赛恩斯:2024H1扣非业绩预增52.5%-83.0%,业务结构优化带动利润率提升

Investment Rating - The report maintains a "Buy" rating for the company [4][20]. Core Views - The company expects a significant increase in its performance for H1 2024, with revenue projected to be between 350-360 million yuan, representing a year-on-year growth of 30.4%-34.2%. The net profit attributable to the parent company is expected to be between 115-125 million yuan, showing a year-on-year increase of 216%-243%. The non-recurring profit is projected to be between 50-60 million yuan, reflecting a year-on-year growth of 52.5%-83.0% [2][12]. Summary by Relevant Sections Business Development - The collaboration with Zijin Mining has deepened, with related transactions amounting to 281 million yuan in 2023, a year-on-year increase of 98.8%, accounting for 34.7% of the company's revenue. The company has expanded its business with Zijin across multiple mines and has continued to push its overseas layout [3][8]. Financial Forecast and Valuation - The forecast for net profit attributable to the parent company for 2024-2026 is 202 million (including 61.63 million yuan in investment income), 219 million, and 237 million yuan, respectively.
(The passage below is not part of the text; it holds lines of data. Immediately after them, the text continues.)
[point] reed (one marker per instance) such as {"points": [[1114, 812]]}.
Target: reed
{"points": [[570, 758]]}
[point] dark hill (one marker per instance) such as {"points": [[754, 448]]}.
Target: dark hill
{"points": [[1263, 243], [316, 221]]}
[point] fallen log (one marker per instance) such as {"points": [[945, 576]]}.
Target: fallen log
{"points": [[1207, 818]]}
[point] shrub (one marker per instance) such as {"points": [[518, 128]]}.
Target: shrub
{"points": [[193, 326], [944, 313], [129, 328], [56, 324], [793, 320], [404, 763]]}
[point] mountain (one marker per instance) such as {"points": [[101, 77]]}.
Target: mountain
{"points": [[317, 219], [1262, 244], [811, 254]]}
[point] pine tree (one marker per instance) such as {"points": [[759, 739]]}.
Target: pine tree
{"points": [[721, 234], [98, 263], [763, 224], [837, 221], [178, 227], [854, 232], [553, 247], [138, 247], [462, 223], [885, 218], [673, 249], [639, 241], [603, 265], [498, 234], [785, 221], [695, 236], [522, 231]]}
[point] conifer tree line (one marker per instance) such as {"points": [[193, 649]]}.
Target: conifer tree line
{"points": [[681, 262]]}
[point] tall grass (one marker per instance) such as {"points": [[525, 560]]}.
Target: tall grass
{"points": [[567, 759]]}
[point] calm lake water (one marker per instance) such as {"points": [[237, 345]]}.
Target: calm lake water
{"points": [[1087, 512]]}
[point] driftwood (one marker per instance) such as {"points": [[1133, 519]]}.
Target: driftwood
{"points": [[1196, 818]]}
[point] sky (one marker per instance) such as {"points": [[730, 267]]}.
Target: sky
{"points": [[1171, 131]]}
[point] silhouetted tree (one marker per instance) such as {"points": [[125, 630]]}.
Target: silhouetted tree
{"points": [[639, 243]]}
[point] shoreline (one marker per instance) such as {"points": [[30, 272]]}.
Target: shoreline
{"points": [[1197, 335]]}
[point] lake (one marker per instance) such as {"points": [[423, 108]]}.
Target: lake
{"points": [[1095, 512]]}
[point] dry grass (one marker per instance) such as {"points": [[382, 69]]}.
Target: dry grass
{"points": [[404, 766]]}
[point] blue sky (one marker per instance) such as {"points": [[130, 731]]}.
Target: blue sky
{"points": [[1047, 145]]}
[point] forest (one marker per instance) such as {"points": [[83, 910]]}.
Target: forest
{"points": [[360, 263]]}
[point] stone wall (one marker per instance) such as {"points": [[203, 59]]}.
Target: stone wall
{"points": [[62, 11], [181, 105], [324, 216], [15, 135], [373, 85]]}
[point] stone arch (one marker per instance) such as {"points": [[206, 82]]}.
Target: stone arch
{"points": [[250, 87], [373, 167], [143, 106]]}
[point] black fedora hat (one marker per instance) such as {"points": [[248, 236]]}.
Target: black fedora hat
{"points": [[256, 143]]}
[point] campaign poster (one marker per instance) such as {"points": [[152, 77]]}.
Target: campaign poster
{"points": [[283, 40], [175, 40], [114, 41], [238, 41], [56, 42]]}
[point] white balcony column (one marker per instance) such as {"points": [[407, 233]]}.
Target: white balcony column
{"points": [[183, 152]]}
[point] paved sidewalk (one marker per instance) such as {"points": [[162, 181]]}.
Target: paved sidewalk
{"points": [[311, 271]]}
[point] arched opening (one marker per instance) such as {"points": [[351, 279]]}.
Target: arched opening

The corresponding PE ratios are 12.9x (excluding investment income 18.7x), 11.9x, and 11.0x [4][12]. Performance Metrics - The company anticipates that the growth rate of net profit attributable to the parent company will significantly exceed that of non-recurring net profit due to a change in accounting treatment for its 39% stake in Zijin Reagents, which will contribute an investment income of 61.63 million yuan [8][12]. Incentive Plans - The company's stock incentive plan for 2024 sets a revenue growth target of no less than 35%. The plan covers the period from 2023 to 2025, with specific revenue milestones that have already been met for 2023 [9][12]. Profitability Improvement - The non-recurring net profit margin for H1 2024 is expected to be between 14.3%-16.7%, an increase of 2.1 percentage points to 4.4 percentage points year-on-year, driven by an improved business structure with a higher proportion of revenue from operational services and product sales [12].